La base de l’entretien d’un vélo c’est tout démonter, nettoyer, regraisser.

En moyenne, combien de cyclistes font appel à vos services ? 
C’est un vélo par jour ou plutôt une vingtaine par mois, venant de compétiteurs et de nouveaux venants de triathlon, VTT ou cyclisme sur route. Être dans les trois domaines me permet de connaître pas mal de monde. En fait, je connais relativement tous les cyclistes de l’île Maurice, sauf les jeunes que je ne connais pas trop. 

Puisque vous mentionnez les jeunes, que doit-on faire pour les encourager à faire du vélo ? 
À mon avis, mais je ne critique personne, il faudrait des espaces aménagés pour les jeunes cyclistes. J’ai en tête le parc de Sodnac où on peut voir des gens jouer au foot ou faire de la course à pied. Il faudrait penser à inclure dans cet endroit un «pump track». C’est un petit parcours à plat avec de petites bosses relativement basses et des virages relevés sur circuit fermé.
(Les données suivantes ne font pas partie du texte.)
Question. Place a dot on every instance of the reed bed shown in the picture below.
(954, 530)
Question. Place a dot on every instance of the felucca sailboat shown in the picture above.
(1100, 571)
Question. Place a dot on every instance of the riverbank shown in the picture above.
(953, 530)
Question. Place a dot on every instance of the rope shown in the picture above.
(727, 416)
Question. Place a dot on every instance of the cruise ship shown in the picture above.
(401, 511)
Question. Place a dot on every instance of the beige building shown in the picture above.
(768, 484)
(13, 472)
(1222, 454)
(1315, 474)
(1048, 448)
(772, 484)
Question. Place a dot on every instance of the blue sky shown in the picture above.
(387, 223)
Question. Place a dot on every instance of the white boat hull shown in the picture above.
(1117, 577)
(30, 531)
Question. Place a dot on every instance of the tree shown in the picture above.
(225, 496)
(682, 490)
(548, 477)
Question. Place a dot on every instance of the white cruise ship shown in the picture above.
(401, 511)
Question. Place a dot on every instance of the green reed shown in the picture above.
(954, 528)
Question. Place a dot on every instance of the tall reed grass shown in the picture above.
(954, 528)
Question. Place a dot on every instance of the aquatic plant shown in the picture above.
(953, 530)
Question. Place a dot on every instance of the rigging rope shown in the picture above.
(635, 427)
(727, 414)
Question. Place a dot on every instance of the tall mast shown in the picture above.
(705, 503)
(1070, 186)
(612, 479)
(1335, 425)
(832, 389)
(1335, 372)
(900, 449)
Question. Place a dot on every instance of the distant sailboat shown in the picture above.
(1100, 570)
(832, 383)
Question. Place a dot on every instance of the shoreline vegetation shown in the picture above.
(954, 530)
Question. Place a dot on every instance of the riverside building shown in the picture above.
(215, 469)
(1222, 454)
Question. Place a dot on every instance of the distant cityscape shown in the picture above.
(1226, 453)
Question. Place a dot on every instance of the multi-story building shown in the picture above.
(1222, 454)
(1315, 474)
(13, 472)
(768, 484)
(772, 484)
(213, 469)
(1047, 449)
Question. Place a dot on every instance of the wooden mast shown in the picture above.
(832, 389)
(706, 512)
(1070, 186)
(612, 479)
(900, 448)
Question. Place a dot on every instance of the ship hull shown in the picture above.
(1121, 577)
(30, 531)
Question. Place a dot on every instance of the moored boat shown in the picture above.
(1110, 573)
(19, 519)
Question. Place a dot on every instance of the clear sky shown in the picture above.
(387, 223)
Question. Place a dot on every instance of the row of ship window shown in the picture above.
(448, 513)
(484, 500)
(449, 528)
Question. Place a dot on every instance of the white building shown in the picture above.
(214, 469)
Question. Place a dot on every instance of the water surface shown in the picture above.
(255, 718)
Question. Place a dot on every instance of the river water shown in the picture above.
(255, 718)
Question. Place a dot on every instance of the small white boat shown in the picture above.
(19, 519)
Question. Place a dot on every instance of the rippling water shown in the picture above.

Ce type de parcours aide, c’est très ludique, cela permet aux gens de s’amuser et d’apprendre à en faire. La demande devrait venir à la fois des fédérations concernées et des autorités. Mais le vélo est interdit à Sodnac et c’est bien dommage.
 

Combien ça coûte
Le tarif pour l'entretien d'un vélo se situe entre Rs 1500 et Rs 2000. Mais il peut y avoir des coûts additionnels. Si on s'occupe des suspensions et des pièces détachées, il y aura un prix additionnel. 



Fiche signalétique

Nom : Christophe Gérard
Age : 56 ans
Date et lieu de naissance : Février 1967, à Antony, dans les Hauts-de-Seine, France
Situation familiale : Marié depuis 1994 à Valérie – qu’il a rencontrée à un triathlon à La Réunion en 1989. Père de trois fils : Arthur, Rémy et Raphaël.

Carrière sportive
- Nageur en brasse de 11 à 17 ans, à Saint-Pierre, dans le sud de La Réunion où il résidait alors depuis 1969.
- Triathlète chez les élites de 1986 (à La Réunion au triathlon des Cimes) à 2001, à Maurice. A repris en 2018 en même temps que son fils Rémy, mais cette fois, chez les vétérans.
- Cycliste d’abord à La Réunion puis à Maurice où, après 1993, date à laquelle il réside à Maurice, il participe au tour cycliste de Maurice.
- Coureur de VTT sélectionné pour les Jeux des îles de l’océan Indien de 2003 à Maurice. Avait Colin Mayer et Yannick Lincoln dans son équipe.

Parcours professionnel à Maurice
- Maintenance Manager de Caudan Development de 1997 à 2017
- Directeur de Sun E-Bike depuis 2017. Responsable de l’entretien des vélos dans son atelier Meca Shox avec l’assistance d’Akash Gooheeram.